¹ From the Department of Pediatrics, Division of Neonatology (FWJtB, HS, KdG, and JBvG), and Department of Clinical Pharmacy (AV) Erasmus MC–Sophia Children's Hospital, Rotterdam, Netherlands; the Department of Pediatrics, Obstetrics and Reproductive Medicine, University of Siena, Siena, Italy (ML and GB)

Background: The availability of glutathione, the main intracellular antioxidant, is compromised in preterm neonates. A possible explanation is the low availability of substrate for synthesis, because many neonatologists are reluctant to administer amino acids in the direct postnatal period for fear of intolerance.

Objective: The objective of the study was to determine the effects of amino acid administration directly after birth on glutathione synthesis rates and markers of oxidative stress.

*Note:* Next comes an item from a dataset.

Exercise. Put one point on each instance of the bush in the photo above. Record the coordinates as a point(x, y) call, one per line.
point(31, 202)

Design: Premature infants (<1500 g) received from birth onward either dextrose (control group; n = 10) or dextrose plus 2.4 g amino acids · kg ^{– 1} · d^–1 (intervention group; n = 10). On postnatal day 2, [1-¹³C]glycine was administered to determine glutathione fractional synthesis rates (FSR_GSH) and absolute synthesis rates (ASR_GSH) in erythrocytes. In plasma, advanced oxidized protein products and dityrosine, both markers of oxidative stress, were measured. The results are expressed as means ± SDs.

Results: The FSR_GSH was not different between groups: 44 ± 6 and 48 ± 9%/d in the control and intervention groups, respectively (P = 0.28). The concentration of erythrocyte glutathione was higher (P < 0.001) in the intervention group (2.28 ± 0.35 mmol/L) than in the control group (1.73 ± 0.37 mmol/L). ASR_GSH values were 6.5 ± 1.5 and 11.3 ± 1.9 mg · kg^–1 · d^–1 in the control and intervention groups, respectively (P < 0.001). Advanced oxidized protein products and dityrosine concentrations were not significantly different between groups.

Conclusions: Amino acid administration directly after birth increases ASR_GSH in preterm infants. Our data are consistent, however, with higher glutathione concentrations rather than a higher FSR_GSH. Greater availability of glutathione, nevertheless, did not decrease markers of oxidative stress.